Lobbying | Les membres de l’exécutif sont-ils transparents sur leur rendez-vous avec des lobbys ? Etat des lieux, analyse et recommandations
L’enquête des Uber files menée par le consortium international de journalistes ICIJ et publiée en France par Le Monde a révélé l’intensité et la diversité des techniques de lobbying agressif de la multinationale auprès des décideurs publics français et particulièrement auprès d’Emmanuel Macron pendant qu’il occupait le poste de ministre de l’Economie. Si Emmanuel Macron n’a enfreint aucune loi en communiquant 17 fois en secret avec les représentants d’Uber dans ses 18 premiers mois en tant que ministre de l’Economie en 2014 et 2015 – La loi Sapin 2, qui a posé les premières règles de transparence du lobbying, n’a été votée qu’en décembre 2016 – les Uber files rappellent les insuffisances de ce cadre légal qui a créé des obligations déclaratives pour les représentants d’intérêts sans imposer aux décideurs publics impliqués dans l’élaboration de la loi de rendre publiques leurs rencontres avec les lobbyistes.
Mais l’absence d’obligation légale n’exclut pas les bonnes pratiques. Si l’on en croit les récentes déclarations du président de la République, d’Olivia Grégoire, ministre déléguée chargée des Petites et Moyennes Entreprises, du Commerce, de l’Artisanat et du Tourisme ou de Roland Lescure, ministre délégué chargé de l’Industrie, les membres du gouvernement entretiennent des relations avec les représentants d’intérêts dans la plus grande transparence. Mais est-ce vraiment le cas? Nous avons vérifié.
Emmanuel Macron, Président de la République, ministre de l’Economie durant la période couverte par l’enquête des « Uber files »
« J’ai vu énormément d’entreprises, j’ai vu les entreprises françaises qui ouvraient ce marché » […]
Caroline Roux « Est-ce que vous pensez qu’il faut aller vers plus de transparence sur le rôle des lobbys dans la fabrique de la loi ? »
Emmanuel Macron « je pense que ce que nous sommes en train de faire, c’est exactement cela. »
Entretien du 14 juillet 2022
Olivia Grégoire, la ministre déléguée chargée des Petites et Moyennes Entreprises au sein du gouvernement Borne
« Emmanuel Macron a reçu les dirigeants d’Uber, mais il a reçu aussi – soyons précis ! – ceux de Netflix, Airbnb, Tesla, tout comme, plus près de nous, ceux de Doctolib, Alan et BackMarket. Pourquoi ? Parce que ces acteurs sont au cœur de l’économie du XXIe siècle. »

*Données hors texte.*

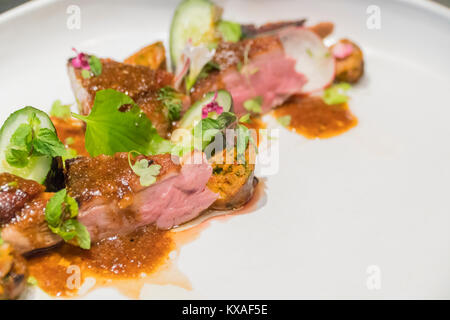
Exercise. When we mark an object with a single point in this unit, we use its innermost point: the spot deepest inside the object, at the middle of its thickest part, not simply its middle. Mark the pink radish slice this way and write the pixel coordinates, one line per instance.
(313, 58)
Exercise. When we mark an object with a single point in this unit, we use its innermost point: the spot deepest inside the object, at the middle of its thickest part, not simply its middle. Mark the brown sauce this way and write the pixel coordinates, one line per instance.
(71, 133)
(118, 258)
(125, 262)
(311, 117)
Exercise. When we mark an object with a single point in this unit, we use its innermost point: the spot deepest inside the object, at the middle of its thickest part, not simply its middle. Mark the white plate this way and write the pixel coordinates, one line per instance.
(371, 204)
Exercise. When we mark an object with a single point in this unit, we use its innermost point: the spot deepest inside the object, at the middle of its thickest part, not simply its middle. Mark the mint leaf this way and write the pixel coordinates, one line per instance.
(60, 212)
(171, 101)
(17, 158)
(207, 129)
(336, 94)
(253, 105)
(110, 130)
(147, 173)
(96, 65)
(47, 143)
(86, 74)
(245, 118)
(284, 120)
(60, 110)
(53, 209)
(231, 31)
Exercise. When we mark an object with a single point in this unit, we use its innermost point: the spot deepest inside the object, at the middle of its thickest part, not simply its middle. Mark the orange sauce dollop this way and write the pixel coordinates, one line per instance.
(311, 117)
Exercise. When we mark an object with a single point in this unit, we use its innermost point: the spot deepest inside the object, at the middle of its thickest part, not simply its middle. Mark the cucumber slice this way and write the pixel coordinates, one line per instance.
(38, 167)
(194, 20)
(194, 114)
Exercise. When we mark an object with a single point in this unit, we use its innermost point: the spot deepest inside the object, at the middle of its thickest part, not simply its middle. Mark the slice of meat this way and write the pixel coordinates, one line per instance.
(139, 82)
(152, 56)
(252, 68)
(28, 230)
(13, 273)
(112, 200)
(14, 193)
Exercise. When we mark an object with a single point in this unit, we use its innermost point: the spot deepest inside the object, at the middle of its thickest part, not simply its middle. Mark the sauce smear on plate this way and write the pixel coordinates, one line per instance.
(311, 117)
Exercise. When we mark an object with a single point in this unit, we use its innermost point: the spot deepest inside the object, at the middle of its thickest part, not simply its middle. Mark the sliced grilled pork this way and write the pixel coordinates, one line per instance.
(252, 68)
(112, 200)
(139, 82)
(14, 193)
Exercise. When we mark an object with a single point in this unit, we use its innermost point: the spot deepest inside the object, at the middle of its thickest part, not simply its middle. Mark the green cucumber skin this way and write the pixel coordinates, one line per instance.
(194, 113)
(40, 166)
(174, 38)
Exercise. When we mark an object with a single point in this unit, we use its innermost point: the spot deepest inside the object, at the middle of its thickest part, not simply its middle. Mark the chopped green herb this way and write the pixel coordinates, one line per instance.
(245, 118)
(31, 281)
(110, 130)
(207, 69)
(171, 101)
(336, 94)
(284, 120)
(69, 141)
(96, 65)
(231, 31)
(147, 173)
(13, 184)
(60, 110)
(253, 105)
(86, 74)
(208, 128)
(60, 214)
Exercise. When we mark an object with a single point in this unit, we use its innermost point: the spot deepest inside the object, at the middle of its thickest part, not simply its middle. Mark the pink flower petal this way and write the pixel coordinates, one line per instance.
(342, 50)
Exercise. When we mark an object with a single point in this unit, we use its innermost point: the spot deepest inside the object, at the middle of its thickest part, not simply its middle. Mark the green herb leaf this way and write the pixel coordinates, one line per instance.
(284, 120)
(253, 105)
(60, 110)
(110, 130)
(96, 65)
(207, 129)
(47, 143)
(31, 281)
(245, 118)
(147, 173)
(53, 209)
(86, 74)
(336, 94)
(171, 101)
(231, 31)
(60, 212)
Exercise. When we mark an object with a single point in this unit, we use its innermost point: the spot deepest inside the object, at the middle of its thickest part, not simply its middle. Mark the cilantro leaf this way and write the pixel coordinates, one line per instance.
(60, 110)
(245, 118)
(96, 65)
(171, 101)
(147, 173)
(86, 74)
(284, 120)
(208, 129)
(60, 212)
(253, 105)
(231, 31)
(47, 143)
(110, 130)
(336, 94)
(53, 210)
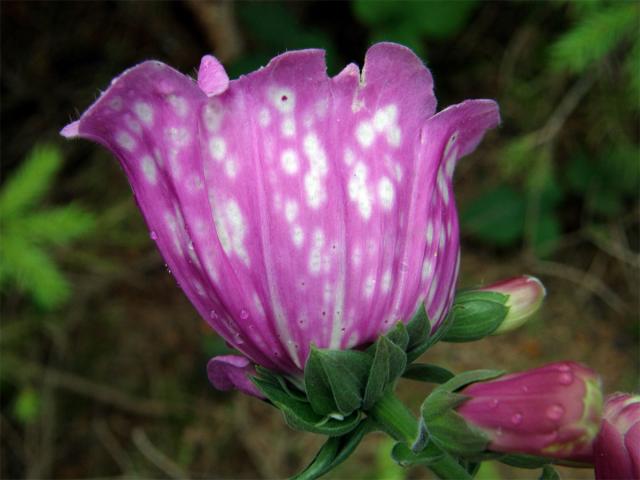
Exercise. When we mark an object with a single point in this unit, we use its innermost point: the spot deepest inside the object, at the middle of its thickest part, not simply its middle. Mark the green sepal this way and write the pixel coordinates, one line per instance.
(477, 314)
(424, 372)
(549, 473)
(524, 461)
(424, 341)
(335, 379)
(465, 378)
(399, 335)
(471, 466)
(418, 328)
(334, 451)
(453, 434)
(300, 416)
(389, 361)
(405, 457)
(441, 424)
(285, 385)
(439, 403)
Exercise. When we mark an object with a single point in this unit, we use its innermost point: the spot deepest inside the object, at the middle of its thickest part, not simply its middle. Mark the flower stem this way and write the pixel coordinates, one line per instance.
(397, 420)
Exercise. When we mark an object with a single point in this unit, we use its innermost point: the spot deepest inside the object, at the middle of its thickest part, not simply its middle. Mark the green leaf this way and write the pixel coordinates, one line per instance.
(465, 378)
(399, 336)
(419, 349)
(476, 315)
(549, 473)
(496, 216)
(300, 416)
(452, 433)
(335, 380)
(594, 36)
(56, 226)
(405, 457)
(335, 451)
(33, 271)
(419, 328)
(439, 403)
(31, 181)
(389, 361)
(424, 372)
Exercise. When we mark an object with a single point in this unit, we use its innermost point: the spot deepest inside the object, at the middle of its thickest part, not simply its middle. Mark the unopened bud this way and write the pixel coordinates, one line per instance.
(616, 451)
(525, 296)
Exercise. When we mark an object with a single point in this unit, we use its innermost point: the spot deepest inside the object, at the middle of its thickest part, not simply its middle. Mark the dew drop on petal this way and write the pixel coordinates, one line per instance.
(555, 412)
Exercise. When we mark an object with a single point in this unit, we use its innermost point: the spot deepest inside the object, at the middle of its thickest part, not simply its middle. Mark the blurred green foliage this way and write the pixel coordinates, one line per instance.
(410, 23)
(597, 53)
(30, 231)
(273, 28)
(565, 159)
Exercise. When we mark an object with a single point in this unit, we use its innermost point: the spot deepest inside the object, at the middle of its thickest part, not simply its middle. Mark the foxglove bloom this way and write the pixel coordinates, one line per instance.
(616, 451)
(294, 208)
(551, 411)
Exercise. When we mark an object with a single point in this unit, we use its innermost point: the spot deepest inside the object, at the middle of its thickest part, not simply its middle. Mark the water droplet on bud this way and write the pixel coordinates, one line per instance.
(555, 412)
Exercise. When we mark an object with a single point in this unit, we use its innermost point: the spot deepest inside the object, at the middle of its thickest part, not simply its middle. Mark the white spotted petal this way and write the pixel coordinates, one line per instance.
(295, 208)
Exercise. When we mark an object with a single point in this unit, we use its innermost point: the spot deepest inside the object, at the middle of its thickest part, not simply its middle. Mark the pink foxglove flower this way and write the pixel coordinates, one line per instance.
(294, 208)
(616, 451)
(551, 411)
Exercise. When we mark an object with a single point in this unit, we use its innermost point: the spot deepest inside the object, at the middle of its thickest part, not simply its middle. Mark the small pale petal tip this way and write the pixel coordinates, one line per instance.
(212, 78)
(229, 372)
(71, 130)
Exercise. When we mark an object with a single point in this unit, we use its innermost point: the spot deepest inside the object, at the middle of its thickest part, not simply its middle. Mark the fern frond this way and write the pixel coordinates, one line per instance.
(30, 182)
(594, 36)
(57, 226)
(33, 272)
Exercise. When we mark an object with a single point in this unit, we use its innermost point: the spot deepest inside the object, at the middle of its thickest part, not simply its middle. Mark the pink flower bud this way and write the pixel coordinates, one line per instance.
(616, 450)
(526, 295)
(551, 411)
(294, 208)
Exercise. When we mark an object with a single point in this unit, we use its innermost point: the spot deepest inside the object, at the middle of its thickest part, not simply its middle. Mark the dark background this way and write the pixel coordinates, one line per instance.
(103, 359)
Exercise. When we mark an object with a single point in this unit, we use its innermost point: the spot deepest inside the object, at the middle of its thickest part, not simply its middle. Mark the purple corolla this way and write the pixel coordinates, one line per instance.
(293, 208)
(616, 451)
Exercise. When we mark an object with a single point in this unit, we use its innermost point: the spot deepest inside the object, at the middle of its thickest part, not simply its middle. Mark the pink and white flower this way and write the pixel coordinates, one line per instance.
(616, 451)
(294, 208)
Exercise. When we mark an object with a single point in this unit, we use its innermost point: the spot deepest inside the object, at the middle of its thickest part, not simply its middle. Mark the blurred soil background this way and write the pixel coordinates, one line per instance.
(103, 359)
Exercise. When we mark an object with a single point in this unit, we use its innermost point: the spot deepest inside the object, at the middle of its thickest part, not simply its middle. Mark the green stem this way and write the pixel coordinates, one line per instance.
(397, 420)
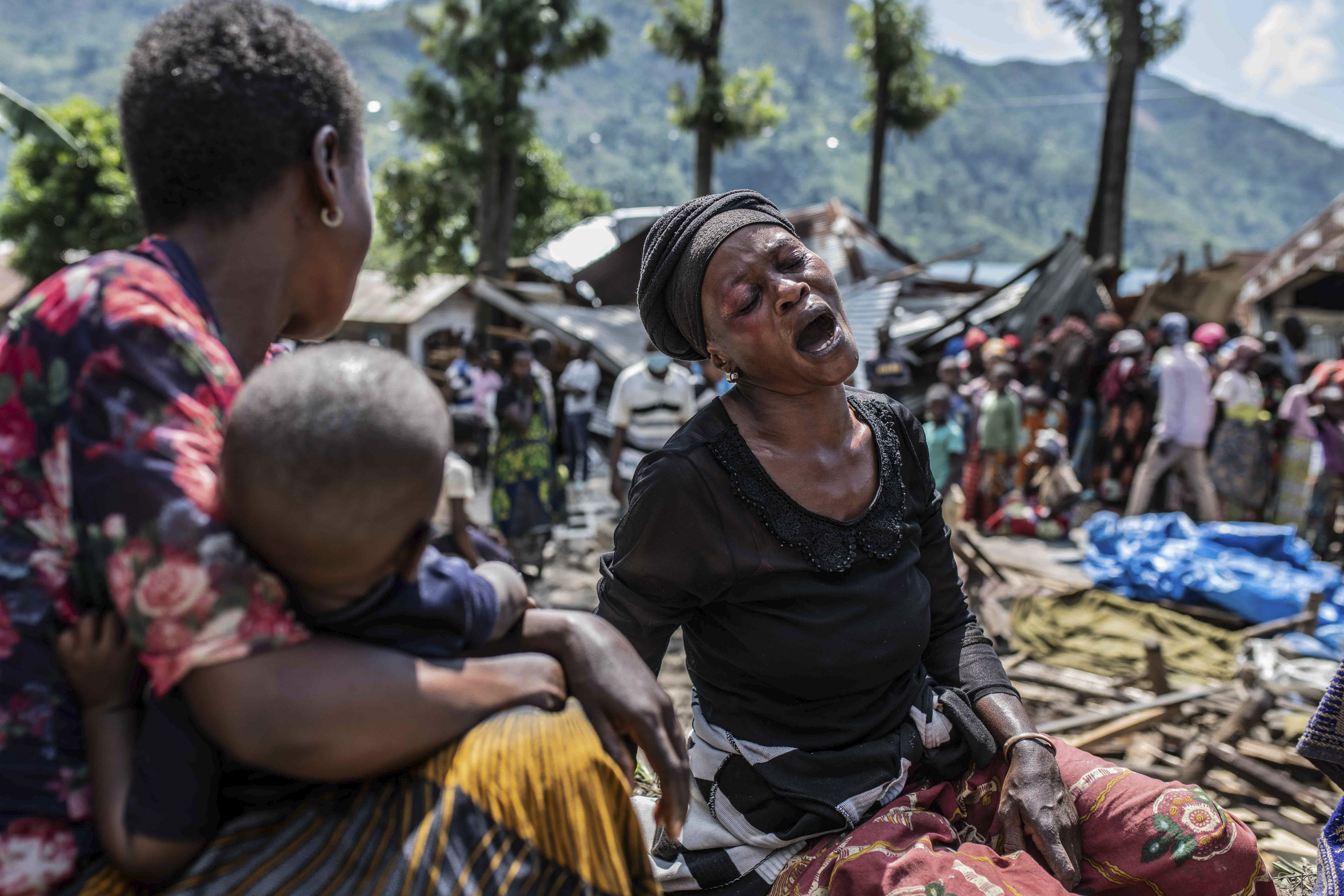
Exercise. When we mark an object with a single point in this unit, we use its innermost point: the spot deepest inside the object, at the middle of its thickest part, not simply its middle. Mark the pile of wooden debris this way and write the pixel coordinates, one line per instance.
(1233, 737)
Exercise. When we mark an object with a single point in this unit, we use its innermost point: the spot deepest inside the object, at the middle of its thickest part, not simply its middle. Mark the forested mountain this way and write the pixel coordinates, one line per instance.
(1011, 166)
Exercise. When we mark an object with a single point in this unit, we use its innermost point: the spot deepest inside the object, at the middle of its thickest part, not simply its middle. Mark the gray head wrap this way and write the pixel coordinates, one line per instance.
(1175, 328)
(678, 250)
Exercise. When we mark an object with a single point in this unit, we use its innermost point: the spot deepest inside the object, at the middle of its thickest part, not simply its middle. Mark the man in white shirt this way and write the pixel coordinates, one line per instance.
(650, 404)
(1185, 417)
(578, 384)
(544, 348)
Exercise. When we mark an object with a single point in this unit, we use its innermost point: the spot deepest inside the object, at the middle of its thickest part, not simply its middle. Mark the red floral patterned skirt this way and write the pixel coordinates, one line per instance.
(1140, 838)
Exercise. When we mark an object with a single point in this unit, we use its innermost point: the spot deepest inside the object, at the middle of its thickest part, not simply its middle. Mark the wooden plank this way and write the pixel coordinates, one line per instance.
(1117, 727)
(1085, 683)
(1299, 829)
(1107, 715)
(1056, 680)
(1195, 758)
(1221, 618)
(1275, 627)
(1156, 667)
(1272, 753)
(1273, 781)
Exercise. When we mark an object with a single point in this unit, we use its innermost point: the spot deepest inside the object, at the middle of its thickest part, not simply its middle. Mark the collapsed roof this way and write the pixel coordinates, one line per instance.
(1314, 253)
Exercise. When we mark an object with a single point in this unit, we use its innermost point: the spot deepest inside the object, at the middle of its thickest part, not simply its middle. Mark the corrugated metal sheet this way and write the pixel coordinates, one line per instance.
(1318, 246)
(614, 331)
(1065, 284)
(378, 301)
(591, 240)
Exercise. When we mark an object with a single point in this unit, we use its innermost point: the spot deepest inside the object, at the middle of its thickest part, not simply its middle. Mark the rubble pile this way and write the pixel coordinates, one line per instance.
(1169, 690)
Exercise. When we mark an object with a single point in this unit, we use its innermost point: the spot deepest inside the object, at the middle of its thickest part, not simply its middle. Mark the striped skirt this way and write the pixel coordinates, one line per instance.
(526, 803)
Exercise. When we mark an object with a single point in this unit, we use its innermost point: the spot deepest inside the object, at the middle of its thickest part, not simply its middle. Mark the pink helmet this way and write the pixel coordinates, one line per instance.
(1210, 336)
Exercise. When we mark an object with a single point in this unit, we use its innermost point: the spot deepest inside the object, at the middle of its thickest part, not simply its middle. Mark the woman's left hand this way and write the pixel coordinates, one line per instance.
(1035, 803)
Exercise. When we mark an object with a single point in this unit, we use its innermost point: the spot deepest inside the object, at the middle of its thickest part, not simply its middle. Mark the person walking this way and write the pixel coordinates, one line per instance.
(523, 502)
(651, 401)
(1238, 460)
(1073, 343)
(1185, 416)
(578, 384)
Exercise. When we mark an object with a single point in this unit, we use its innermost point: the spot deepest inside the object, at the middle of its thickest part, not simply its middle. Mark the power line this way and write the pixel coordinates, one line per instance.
(1080, 99)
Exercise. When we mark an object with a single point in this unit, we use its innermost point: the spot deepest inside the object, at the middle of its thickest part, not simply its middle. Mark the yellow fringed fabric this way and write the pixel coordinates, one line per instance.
(526, 803)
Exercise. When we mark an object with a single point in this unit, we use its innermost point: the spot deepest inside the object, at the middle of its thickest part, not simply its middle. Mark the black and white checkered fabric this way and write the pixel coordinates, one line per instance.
(753, 808)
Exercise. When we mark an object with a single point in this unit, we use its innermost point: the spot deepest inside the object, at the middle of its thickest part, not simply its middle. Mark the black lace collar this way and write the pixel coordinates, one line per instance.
(828, 545)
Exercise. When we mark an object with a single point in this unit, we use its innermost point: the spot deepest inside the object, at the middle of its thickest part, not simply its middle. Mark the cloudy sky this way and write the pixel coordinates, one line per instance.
(1276, 57)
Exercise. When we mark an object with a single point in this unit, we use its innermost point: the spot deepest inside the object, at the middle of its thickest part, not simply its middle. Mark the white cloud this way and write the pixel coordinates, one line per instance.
(1034, 21)
(1290, 50)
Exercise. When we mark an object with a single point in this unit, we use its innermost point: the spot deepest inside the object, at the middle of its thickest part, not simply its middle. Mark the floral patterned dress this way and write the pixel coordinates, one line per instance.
(113, 392)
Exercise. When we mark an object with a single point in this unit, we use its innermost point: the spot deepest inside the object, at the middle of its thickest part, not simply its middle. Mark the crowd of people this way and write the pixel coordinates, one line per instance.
(1154, 416)
(525, 424)
(233, 663)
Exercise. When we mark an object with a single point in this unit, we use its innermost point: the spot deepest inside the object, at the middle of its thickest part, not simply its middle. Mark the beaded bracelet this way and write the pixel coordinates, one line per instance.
(1029, 735)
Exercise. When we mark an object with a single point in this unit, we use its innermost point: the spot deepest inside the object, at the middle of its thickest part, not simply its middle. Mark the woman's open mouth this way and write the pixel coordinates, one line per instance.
(819, 335)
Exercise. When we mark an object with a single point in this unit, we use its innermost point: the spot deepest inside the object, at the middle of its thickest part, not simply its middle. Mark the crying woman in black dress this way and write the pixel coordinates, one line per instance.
(794, 531)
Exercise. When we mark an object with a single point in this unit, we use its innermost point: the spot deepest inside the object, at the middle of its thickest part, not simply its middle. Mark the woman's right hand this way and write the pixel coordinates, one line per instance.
(536, 678)
(623, 699)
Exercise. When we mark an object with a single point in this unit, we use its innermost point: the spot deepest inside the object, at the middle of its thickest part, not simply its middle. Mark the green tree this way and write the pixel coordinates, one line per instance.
(474, 120)
(1130, 35)
(890, 43)
(65, 198)
(427, 209)
(724, 111)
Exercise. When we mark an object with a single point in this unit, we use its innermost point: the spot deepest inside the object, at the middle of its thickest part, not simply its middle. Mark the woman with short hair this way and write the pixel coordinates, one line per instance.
(242, 132)
(854, 730)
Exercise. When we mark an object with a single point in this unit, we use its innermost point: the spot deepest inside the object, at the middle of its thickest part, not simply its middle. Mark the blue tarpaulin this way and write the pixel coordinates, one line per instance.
(1256, 570)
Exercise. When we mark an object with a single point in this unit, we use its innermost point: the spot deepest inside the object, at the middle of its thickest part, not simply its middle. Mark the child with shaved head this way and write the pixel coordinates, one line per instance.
(331, 471)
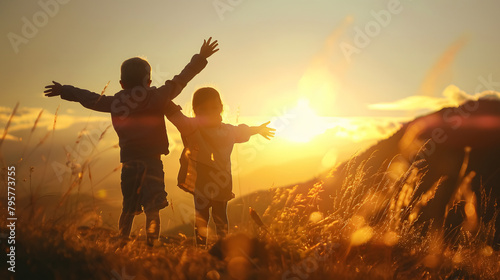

Questions au gouvernement, 13 juillet 2022
Roland Lescure, ministre délégué chargé de l’Industrie au sein du gouvernement Borne
« Un ministre de l’Economie rencontre des agents économiques ; un ministre de l’industrie rencontre des agents de l’industrie, et je le ferai. Nous continuerons donc à discuter avec toutes les entreprises dont nous souhaitons qu’elles s’installent en France et qu’elles y créent de l’emploi. Sans concession, dans la transparence, mais avec volonté ! »
Questions au gouvernement, 12 juillet 2022
Les membres du gouvernement sont-il transparents sur leurs rencontres avec les représentants d’intérêts ? Pour le savoir, nous avons analysé les agendas des membres du Gouvernement, ainsi que celui du Président de la République, disponibles en ligne à la date du 15 juillet 2022 pour la seule période du 11 au 17 juillet 2022.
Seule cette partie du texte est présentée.